Au nombre de cinq, les contributions rassemblées dans le troisième axe se rapportent à la société, appréhendée à travers les normes et les pratiques, ainsi que les marqueurs sociaux. L’honneur de l’individu et, partant, de sa famille est au cœur de la vie sociale, détermine la place de chacun au sein de sa communauté et lui assure une réputation. C’est ainsi que la remise en cause de l’honneur – donc le déshonneur, la dégradation sociale, l’exclusion qui caractérisent un individu ou un groupe d’individus – est difficile à supporter comme c’est le cas des gardes royales à Madrid au xviie siècle pour lesquelles le statut de l’honneur personnel et familial, mais aussi celui de leur corps de métier sont essentiels et ne sauraient souffrir une quelconque offense (Olivier Caporossi) ; pour les quatre artisans dans le Saint Empire au xviiie siècle qui appartiennent à un corps de métier réglé par des statuts, sont soumis à des rabaissements et à des brimades, et aspirent à une ascension sociale en mesure de leur faire changer de statut, en accédant dans les milieux littéraires (Pauline Landois). L’humiliation et son instrumentalisation à l’époque contemporaine est abordée dans trois études : celle des images et des mythes kanak, tout comme de leurs fonctions didactiques (Hélène Savoie Colombani) ; celle des cavalières soumises aux codes de comportements masculins et militaires qu’elles sont appelées à intérioriser, ainsi qu’aux moqueries et aux vexations répétées en France dans les années 1960-1970 (Catherine Tourre-Malen) ; et celle de la tonte, pratique ancienne, qui vise à avilir et à enlaidir la femme (Claudine Sagaert).

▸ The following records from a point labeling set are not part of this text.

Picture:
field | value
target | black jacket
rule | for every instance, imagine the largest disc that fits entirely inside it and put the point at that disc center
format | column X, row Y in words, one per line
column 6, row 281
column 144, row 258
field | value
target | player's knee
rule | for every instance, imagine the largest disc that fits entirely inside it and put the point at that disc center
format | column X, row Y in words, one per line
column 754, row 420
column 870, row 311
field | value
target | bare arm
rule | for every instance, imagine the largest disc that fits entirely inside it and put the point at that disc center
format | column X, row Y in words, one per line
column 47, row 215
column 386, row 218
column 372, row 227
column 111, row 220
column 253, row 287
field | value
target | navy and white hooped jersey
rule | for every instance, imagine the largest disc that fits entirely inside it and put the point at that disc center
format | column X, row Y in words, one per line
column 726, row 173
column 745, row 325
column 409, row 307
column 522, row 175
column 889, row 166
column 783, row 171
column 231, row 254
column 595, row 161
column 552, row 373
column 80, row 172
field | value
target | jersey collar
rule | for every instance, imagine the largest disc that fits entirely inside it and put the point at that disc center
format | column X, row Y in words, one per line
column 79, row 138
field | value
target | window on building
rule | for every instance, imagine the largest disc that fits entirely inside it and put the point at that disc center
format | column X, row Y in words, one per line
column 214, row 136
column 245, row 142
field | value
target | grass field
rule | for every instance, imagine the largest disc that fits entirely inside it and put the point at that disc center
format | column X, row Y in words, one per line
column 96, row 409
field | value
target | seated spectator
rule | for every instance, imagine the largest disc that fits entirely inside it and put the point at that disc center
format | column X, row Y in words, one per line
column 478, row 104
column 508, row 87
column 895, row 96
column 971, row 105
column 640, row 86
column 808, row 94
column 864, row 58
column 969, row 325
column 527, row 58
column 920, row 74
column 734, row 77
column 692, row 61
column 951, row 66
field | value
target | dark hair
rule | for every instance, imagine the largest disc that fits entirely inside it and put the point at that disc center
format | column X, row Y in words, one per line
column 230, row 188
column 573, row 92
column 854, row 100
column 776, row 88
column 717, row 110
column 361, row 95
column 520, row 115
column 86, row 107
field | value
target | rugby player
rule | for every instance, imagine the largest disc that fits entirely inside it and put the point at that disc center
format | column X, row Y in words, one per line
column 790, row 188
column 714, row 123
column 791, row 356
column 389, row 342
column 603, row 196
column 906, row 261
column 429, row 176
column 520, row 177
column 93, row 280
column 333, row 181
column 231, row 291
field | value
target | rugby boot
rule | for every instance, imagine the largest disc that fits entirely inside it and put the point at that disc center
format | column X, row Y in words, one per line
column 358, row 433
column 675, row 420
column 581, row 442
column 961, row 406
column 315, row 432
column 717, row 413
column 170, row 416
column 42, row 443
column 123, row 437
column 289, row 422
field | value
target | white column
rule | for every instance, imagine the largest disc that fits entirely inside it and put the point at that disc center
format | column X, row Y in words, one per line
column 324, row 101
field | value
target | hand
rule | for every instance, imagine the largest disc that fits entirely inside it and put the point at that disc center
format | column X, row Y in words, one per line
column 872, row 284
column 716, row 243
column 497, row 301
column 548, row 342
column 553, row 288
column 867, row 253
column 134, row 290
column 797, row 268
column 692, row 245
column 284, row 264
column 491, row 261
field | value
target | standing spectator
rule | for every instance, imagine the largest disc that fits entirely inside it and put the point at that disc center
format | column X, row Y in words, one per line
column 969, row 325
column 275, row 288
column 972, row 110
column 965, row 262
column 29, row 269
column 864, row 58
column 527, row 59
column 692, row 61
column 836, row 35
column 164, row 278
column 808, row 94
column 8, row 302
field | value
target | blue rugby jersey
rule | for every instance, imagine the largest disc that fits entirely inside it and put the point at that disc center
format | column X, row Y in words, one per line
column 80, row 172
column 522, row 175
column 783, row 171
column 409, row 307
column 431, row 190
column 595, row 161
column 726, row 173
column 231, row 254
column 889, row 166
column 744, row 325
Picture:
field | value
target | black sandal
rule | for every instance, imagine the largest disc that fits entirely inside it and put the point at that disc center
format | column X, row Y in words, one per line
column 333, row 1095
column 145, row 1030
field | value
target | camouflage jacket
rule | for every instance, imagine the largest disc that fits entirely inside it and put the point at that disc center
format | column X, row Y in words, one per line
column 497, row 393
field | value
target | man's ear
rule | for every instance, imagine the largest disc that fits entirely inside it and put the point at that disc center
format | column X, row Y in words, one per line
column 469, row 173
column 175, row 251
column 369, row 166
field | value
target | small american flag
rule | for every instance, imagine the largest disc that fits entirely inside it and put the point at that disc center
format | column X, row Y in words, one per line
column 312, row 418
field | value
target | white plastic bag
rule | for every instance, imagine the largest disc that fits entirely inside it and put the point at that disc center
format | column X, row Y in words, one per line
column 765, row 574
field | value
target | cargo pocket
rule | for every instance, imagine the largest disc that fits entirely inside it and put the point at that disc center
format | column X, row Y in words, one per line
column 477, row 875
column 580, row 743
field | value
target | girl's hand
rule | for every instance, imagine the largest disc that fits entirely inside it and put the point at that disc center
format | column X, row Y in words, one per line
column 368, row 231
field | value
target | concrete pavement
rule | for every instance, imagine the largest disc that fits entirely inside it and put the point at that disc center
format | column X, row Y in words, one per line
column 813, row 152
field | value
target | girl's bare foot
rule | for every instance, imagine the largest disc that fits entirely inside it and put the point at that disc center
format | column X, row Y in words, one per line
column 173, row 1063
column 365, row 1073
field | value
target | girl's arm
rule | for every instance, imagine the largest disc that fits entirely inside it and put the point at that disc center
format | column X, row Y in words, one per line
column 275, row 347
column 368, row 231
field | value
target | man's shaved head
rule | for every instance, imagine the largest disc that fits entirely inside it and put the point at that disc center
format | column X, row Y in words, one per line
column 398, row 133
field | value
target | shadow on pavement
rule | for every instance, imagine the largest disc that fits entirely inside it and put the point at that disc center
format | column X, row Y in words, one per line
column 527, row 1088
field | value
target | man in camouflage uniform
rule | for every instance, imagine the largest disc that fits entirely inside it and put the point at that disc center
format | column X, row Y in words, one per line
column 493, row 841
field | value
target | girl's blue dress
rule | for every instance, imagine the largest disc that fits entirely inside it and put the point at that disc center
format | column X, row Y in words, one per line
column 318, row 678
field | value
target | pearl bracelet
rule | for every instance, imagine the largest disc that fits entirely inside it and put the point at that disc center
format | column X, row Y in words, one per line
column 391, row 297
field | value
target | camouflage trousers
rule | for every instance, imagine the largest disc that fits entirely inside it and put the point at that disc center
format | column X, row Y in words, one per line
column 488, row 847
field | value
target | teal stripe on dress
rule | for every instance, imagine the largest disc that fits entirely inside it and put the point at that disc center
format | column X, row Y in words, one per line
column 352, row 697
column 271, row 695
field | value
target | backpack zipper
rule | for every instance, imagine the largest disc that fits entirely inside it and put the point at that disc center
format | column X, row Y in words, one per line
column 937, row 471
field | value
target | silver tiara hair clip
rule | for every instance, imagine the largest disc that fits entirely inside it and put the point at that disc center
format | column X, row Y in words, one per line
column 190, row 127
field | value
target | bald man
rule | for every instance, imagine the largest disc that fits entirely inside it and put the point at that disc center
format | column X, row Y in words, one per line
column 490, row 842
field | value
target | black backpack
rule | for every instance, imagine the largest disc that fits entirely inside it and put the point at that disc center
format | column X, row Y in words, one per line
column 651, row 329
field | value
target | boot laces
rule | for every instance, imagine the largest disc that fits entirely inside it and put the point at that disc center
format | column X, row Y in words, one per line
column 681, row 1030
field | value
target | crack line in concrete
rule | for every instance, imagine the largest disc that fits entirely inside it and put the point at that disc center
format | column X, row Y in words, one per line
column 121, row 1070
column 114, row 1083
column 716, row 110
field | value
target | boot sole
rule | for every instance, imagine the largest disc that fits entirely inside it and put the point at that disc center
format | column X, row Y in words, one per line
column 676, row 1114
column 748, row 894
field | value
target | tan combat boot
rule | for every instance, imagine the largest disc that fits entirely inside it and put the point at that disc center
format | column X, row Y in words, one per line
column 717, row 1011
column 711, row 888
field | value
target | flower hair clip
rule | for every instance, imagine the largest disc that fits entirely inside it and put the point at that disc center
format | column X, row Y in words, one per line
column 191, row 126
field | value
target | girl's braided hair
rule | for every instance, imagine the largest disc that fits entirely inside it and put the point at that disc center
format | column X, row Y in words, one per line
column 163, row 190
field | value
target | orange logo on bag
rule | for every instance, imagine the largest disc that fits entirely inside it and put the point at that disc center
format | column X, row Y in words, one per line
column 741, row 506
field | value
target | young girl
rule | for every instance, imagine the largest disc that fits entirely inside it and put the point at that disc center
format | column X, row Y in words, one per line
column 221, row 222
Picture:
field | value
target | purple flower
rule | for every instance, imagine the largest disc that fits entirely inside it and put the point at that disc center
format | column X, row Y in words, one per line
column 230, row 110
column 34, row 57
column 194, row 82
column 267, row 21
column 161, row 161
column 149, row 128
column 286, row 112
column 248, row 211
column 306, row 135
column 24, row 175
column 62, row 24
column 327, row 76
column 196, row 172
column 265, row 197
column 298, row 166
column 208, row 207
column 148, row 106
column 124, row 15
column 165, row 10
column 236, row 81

Enfin, le quatrième axe, composé de huit articles, concerne l’humiliation mise en scène et en récit dans la littérature et l’écriture du for privé en France du Moyen Âge au xxie siècle. L’étude du roman Perceforest, écrit au xve siècle, permet à Corinne Denoyelle de faire une lecture sociale de la littérature à l’époque médiévale, d’accéder aux représentations mentales et de saisir le passage de l’humiliation à l’humilité. Jacques Guilhaumou et Isabelle Luciani, de leur côté, analysent les livres de raisons provençaux du xviie siècle et cherchent à saisir la perte de dignité exprimée par le magistrat Richard de Cambis, d’Avignon, et Pierre Pastoret, notaire 16à Saillas. Mathilde Vanackere se préoccupe de l’humiliation publique vécue par Roger de Rabutin, comte de Bussy, à partir de 1665, après la disgrâce politique que Louis XIV lui infligea. Pierre Blanchard s’intéresse, quant à lui, au rôle de la satire au xviiie siècle, un genre qui était à l’origine éthique et qui passa d’une réformation sociale à un outil pour humilier. Virginie Yvernault s’attache à comprendre la diffusion d’une rumeur, celle de la prétendue flagellation de Beaumarchais à Paris en 1785, lorsqu’il fut incarcéré à la maison de correction de Saint-Lazare, à l’origine de l’humiliation publique du célèbre dramaturge qui affecta sa réputation. Marie-Christine Garneau de l’Isle-Adam souligne le parcours de Chateaubriand à travers les différentes formes d’humiliations subies et ressenties par le fameux écrivain qui chercha à conjurer ce sentiment, en taisant ses souffrances, et à exalter la valeur de l’honneur à laquelle il tenait fermement. De son côté, Gilles Viennot s’attache à appréhender l’humiliation dans l’œuvre romanesque de Régis Jauffret et, enfin, Augustin Voegele traite de la langue humiliée chez Jules Romains, lequel passe de la fraternité des humbles à l’humiliation de l’univers.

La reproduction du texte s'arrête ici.